According to a Kremlin announcement, the agreement became a federal law after Putin’s endorsement and was accordingly forwarded to the relevant institutions to be implemented, reported Press TV.
The move had been approved earlier this month by Russia’s State Duma as well as the country’s Federal Assembly.
Apart from authorizing the creation of a free trade zone between Iran and the EU, the document would be meant to support their cooperation over a wide range of economic and commercial areas.
The EEU is comprised of Russia, Armenia, Belarus, Kazakhstan and Kyrgyzstan. It is an international organization created with the aim of encouraging regional economic integration through the free movement of goods, services and people within the union.
The bloc was established in 2015, after it superseded the Eurasian Economic Community that functioned from 2000 to 2014. The union has an integrated single market of 183 million people and a gross domestic product of over $4 trillion.
The EEU’s prime ministers resolved in March to make talks with Tehran a priority, scenting an opportunity to expand beyond the bloc’s combined market of 183 million people.
Russia’s President Putin said in August that Moscow wanted Iran to join the EEU – a move that was seen as crucial in bringing the two countries closer in their plans to form a strategic partnership.
“Iran is Russia’s longtime partner. We believe that bilateral relations will benefit from the reduction of tensions around Iran following the comprehensive agreement on the Iranian nuclear program,” Putin was quoted by the media as saying.
In September, the Kyrgyz envoy to Tehran underlining the need to further develop Iran-Kyrgyzstan trade relations said EEU is interested in developing trade exchanges with Iran.

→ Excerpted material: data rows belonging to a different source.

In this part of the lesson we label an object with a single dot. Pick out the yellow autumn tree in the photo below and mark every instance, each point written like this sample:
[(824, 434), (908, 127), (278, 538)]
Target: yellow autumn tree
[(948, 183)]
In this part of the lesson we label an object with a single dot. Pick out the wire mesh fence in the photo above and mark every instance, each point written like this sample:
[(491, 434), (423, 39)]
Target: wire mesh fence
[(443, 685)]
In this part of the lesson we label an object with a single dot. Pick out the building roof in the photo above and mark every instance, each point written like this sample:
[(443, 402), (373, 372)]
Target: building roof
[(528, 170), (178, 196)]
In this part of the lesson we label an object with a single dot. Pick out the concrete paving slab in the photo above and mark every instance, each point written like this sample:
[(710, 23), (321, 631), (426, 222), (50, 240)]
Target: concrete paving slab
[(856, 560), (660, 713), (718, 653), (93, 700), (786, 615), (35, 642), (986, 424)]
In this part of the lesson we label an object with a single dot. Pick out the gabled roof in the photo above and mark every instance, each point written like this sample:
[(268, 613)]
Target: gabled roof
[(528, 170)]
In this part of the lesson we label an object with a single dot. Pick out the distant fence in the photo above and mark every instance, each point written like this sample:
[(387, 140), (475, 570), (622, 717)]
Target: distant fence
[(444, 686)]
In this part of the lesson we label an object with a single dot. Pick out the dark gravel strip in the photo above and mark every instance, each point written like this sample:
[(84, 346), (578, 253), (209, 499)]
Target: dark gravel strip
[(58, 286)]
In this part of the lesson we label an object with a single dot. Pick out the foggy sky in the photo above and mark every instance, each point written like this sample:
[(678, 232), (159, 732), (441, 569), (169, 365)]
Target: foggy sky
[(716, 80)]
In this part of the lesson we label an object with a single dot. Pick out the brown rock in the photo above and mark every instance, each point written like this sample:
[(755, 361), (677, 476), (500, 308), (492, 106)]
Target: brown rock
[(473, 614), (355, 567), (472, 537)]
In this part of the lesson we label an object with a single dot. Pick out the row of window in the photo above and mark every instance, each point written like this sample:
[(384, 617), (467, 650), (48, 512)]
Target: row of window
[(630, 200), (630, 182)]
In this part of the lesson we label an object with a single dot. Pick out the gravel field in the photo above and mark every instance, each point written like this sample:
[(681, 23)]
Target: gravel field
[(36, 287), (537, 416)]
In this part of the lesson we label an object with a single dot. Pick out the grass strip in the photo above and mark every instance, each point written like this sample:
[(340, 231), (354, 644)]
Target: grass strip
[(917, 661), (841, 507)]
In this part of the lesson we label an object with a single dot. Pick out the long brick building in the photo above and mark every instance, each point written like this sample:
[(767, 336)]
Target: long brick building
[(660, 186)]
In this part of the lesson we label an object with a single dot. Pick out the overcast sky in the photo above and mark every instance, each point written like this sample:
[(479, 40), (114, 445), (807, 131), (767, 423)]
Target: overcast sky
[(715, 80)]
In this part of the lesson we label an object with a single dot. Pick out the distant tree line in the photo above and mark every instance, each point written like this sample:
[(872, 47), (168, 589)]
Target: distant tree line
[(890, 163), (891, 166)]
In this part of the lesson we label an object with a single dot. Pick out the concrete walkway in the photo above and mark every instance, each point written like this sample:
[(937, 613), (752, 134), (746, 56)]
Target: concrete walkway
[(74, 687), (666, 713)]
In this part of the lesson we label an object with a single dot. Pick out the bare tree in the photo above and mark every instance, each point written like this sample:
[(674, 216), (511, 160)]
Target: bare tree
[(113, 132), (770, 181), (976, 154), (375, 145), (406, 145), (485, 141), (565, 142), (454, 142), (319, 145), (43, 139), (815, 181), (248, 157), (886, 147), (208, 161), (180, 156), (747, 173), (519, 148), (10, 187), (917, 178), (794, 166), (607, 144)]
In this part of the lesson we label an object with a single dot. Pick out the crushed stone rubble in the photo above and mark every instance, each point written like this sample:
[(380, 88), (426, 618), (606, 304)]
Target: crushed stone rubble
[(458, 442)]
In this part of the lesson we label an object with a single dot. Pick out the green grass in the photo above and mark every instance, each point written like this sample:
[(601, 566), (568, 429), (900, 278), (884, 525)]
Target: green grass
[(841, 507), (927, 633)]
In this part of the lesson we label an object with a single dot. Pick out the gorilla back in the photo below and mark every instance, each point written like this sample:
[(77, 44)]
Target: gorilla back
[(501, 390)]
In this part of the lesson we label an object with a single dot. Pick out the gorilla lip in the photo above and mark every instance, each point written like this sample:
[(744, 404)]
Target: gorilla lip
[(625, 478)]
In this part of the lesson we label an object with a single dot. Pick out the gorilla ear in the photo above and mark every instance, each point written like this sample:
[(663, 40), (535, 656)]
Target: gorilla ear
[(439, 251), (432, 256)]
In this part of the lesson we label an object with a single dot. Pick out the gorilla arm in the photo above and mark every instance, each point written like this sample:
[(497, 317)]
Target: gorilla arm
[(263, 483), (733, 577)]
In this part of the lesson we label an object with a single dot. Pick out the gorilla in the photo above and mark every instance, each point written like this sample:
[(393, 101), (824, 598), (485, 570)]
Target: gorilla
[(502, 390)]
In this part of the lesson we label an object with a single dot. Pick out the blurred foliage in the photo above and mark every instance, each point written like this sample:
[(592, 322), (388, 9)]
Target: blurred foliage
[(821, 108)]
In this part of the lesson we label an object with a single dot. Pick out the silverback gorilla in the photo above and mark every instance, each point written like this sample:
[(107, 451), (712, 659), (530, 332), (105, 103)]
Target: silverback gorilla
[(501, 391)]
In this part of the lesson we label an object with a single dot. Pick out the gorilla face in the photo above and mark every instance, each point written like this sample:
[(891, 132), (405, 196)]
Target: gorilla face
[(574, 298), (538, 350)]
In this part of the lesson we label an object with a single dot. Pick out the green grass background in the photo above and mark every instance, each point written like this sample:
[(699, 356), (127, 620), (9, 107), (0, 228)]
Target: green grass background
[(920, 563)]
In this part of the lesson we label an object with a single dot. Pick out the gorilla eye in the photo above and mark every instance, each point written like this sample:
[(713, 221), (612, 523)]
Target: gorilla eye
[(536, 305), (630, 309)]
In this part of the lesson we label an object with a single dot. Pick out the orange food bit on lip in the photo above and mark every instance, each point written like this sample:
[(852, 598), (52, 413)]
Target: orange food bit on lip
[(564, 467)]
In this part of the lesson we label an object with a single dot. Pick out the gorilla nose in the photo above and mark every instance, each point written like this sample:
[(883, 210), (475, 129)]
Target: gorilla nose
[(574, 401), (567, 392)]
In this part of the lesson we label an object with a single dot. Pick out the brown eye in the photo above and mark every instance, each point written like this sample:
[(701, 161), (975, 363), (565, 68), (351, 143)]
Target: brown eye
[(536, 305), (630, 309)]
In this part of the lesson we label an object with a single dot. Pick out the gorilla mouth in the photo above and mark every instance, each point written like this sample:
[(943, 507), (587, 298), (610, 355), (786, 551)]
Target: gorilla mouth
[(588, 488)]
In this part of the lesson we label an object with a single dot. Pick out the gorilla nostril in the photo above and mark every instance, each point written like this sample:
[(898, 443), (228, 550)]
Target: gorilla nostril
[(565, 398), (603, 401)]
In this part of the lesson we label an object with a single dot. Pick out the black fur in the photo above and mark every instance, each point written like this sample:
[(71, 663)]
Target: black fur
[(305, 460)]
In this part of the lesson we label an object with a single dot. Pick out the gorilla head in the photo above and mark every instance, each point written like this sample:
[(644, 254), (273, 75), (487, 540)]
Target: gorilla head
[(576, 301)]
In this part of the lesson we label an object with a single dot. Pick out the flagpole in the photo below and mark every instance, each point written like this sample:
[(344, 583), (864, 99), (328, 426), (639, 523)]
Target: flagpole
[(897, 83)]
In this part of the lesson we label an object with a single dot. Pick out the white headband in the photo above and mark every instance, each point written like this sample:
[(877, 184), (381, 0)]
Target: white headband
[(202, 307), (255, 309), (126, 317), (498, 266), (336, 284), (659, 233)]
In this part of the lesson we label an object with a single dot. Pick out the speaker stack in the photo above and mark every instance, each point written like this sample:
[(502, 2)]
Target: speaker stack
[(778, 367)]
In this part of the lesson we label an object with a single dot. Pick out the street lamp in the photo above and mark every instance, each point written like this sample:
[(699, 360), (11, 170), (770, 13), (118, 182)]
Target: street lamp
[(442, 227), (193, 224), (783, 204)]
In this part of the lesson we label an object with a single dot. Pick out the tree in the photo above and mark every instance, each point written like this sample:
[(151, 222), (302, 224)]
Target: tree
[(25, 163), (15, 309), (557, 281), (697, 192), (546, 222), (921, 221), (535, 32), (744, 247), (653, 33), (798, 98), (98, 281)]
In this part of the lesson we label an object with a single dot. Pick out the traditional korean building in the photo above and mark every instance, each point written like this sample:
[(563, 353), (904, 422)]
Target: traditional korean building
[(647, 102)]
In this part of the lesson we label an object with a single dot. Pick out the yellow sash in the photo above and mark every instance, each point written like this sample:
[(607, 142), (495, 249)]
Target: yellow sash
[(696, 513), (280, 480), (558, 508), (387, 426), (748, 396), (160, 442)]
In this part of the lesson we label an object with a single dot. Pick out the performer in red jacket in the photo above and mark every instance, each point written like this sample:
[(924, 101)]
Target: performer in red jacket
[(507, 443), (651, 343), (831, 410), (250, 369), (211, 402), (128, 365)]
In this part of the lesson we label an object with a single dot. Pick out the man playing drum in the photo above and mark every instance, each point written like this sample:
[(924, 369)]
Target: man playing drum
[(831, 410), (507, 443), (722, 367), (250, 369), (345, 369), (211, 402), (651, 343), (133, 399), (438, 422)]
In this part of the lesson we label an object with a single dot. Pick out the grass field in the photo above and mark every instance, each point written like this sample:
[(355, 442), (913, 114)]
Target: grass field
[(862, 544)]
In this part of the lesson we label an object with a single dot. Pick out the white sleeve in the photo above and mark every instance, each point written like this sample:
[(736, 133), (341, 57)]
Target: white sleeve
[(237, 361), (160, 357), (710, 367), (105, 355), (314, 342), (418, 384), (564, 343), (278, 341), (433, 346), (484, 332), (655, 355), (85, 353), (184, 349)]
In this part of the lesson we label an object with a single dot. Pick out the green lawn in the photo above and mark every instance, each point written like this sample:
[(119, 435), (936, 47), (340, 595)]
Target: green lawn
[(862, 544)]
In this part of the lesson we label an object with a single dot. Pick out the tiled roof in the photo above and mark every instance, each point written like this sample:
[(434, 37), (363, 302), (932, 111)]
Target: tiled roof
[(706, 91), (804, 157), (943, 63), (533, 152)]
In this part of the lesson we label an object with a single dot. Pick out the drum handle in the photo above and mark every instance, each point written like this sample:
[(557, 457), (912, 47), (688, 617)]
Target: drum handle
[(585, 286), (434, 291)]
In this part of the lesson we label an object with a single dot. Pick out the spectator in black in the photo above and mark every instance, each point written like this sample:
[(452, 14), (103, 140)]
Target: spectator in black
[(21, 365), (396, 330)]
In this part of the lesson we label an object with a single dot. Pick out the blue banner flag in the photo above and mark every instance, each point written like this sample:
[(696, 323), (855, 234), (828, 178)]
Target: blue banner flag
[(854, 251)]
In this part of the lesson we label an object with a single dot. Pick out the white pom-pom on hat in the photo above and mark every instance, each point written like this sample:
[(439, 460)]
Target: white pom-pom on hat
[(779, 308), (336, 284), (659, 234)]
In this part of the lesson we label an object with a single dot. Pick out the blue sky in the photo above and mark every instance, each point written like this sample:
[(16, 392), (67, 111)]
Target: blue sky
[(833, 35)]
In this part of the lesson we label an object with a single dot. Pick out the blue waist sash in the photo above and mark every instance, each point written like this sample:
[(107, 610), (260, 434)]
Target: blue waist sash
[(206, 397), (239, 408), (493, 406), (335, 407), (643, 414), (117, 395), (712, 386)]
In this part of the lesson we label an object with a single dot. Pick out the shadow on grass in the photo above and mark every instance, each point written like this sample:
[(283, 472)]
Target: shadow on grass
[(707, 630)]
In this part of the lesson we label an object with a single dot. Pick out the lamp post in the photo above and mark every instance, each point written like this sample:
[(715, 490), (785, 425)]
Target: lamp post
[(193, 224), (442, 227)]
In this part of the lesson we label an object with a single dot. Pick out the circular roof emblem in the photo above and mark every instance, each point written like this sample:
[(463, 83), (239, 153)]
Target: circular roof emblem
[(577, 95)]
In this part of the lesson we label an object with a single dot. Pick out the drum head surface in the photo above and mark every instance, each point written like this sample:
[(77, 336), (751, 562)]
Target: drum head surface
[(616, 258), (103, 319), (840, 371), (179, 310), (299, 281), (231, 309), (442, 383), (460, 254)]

Kyrgyzstan's Ambassador to Iran Avaz Beig Abdarazakov said that thanks to Iran's high capacities, the relations can be established in various fields.
Abdarazakov hoped that cultural, commercial and political relations between Iran and Kyrgyzstan will be promoted.
"We hail maintaining cooperation in food production, processing agricultural products, food canning industry and nectar production units," he added.
According to Rakhim Oshakbayev, the director of the Talap Center and a Kazakh political scientist who specializes in studying the EEU, the agreement between Iran and the EEU is a consequence of the withdrawal of the United States from the Iran deal.
"I think this is positive and it would mean that the foreign policy of the United States is not completely effective," he said.
Armenia also welcomed the free trade agreement between the EEU and Iran.
Armenia, the only EEU member state in the Caucasus, has been positioning itself as a trade partner to Iran via a free trade zone on its southern border.
Armenian Minister for Economic Development Artsvik Minasian said the deal would allow Armenia to serve as an important transit route between Iran and the wider EEU market.
"This is also an opportunity to manufacture some products in the Meghri free-trade zone," he told Azatutyun, Armenian news service.
Meghri, Armenia's border town with Iran, has become an important part of Armenia's economic strategy after a trade hub has opened there in December, 2017. The hub offers generous business terms for companies operating there.
"Companies operating in the Meghri will be exempt from profit tax, value added tax, excise tax and customs fees," the provincial governor's press secretary, Vazgen Sagatelyan, told Eurasianet recently.
"We expect the zone to attract 50 to 70 companies in the coming years, investing $100-130 million and creating more than 1,500 jobs."